Валентина Камышникова
               
                КАК ЖЕ  ТАК?


Она ходила кругами по тихому скверу. Где она жила – я не знаю. Может, на этом берегу, может, на другом… На этом, напротив сквера – разноцветные книги в витринах. Когда я стану богатой, я куплю все сочинения Гамсуна, а может Достоевского и хороший словарь. А пока я - бродяга по осени, по городу, по заре – наблюдаю за старухой – тоже бродяжкой – и слушаю ежедневно ее монологи. Иногда они кажутся мне странными, вне бытия, а иногда – историей жизни, как, например, этот:
- Помнишь? Это было давно. Мы столкнулись на лестнице между вторым и третьим этажами. Я сразу же притянула тебя чем-то к себе: может, фигурой, хотя она была у меня далеко не идеальной, может, изысканностью одежды, может, французским амбре, может,  глазами – умными, властными, страстными… О глазах мне говорили многие, да и ты тоже.

Мои  глаза стояли перед тобой всегда. Иногда, в минуты откровения, ты говорила, что не в него влюбилась, а в глаза его матери, т.е.  мои. Так и было, детка. А теперь это все за гранью годов, там, где парила любовь…

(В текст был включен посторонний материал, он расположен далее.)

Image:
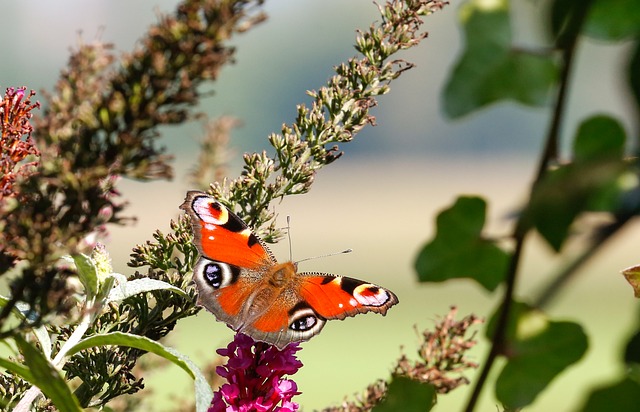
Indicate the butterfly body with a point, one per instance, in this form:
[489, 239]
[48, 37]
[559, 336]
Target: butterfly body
[242, 284]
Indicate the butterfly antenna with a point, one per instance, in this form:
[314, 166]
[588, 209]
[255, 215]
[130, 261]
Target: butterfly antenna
[327, 255]
[289, 237]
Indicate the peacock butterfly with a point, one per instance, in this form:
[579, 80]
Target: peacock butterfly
[242, 284]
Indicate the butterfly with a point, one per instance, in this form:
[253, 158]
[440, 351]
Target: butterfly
[239, 280]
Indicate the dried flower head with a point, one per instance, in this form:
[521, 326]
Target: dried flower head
[442, 354]
[16, 143]
[255, 377]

…Наверное, старуха родилась в другой стране, в другом мире, о котором в минуты просветления она вспоминала. А этот был для нее чужбиной, где каждую ночь, коты обнюхивают крыши, где трубы без дыма, где магнитофон на углу вот-вот лопнет, ибо похож на гигантскую жабу, - надрывая хриплую деревянную глотку, певец сипит, что все начнется сначала, где дурочка из дома напротив и ее сигарета, которая никак не погаснет, где молодой мужчина, маячащий каждый вечер внизу, насвистывает модное мамбо, а в это время из его шляпы выплывает томная лампа квартала – луна. Тогда старуха начинает  складывать в свою сумку кульки, приговаривая: «Спи! Спи спокойно! Всё обойдется… Ветерок тебе не помешает. Он веет, ничем не угрожая. Порой запоет, как старая флейта, на которой  кто-то играл далеко, очень далеко  отсюда, когда я была еще совсем маленькой. Спи! Спи, сомкни веки! Чего тебе бояться? Тебя охраняют проливные воспоминания, Спи! Всё обойдется. Разве  ты кого-нибудь ждешь? Может, меня? Скоро приду. Не меня? Тогда кого? Гостей? Брось! Они не придут. Никто не нагрянет. Никто из друзей не постучит в твою дверь. Лучше спи и слушай мои напевные слова».

Бывали дни, когда старуха умолкала и часами не произносила ни слова. Тогда казалось, что горло ее набито молчанием, за которым  ночь, где Некто тихонько приоткроет дверь, а она  скажет: «Боже мой! Как же так?». А потом темнота, обрушившаяся, словно пропасть, безмолвье, одиночество, пустота. И все кажется мертвыми листьями. Все во мгле, все. До последней капли.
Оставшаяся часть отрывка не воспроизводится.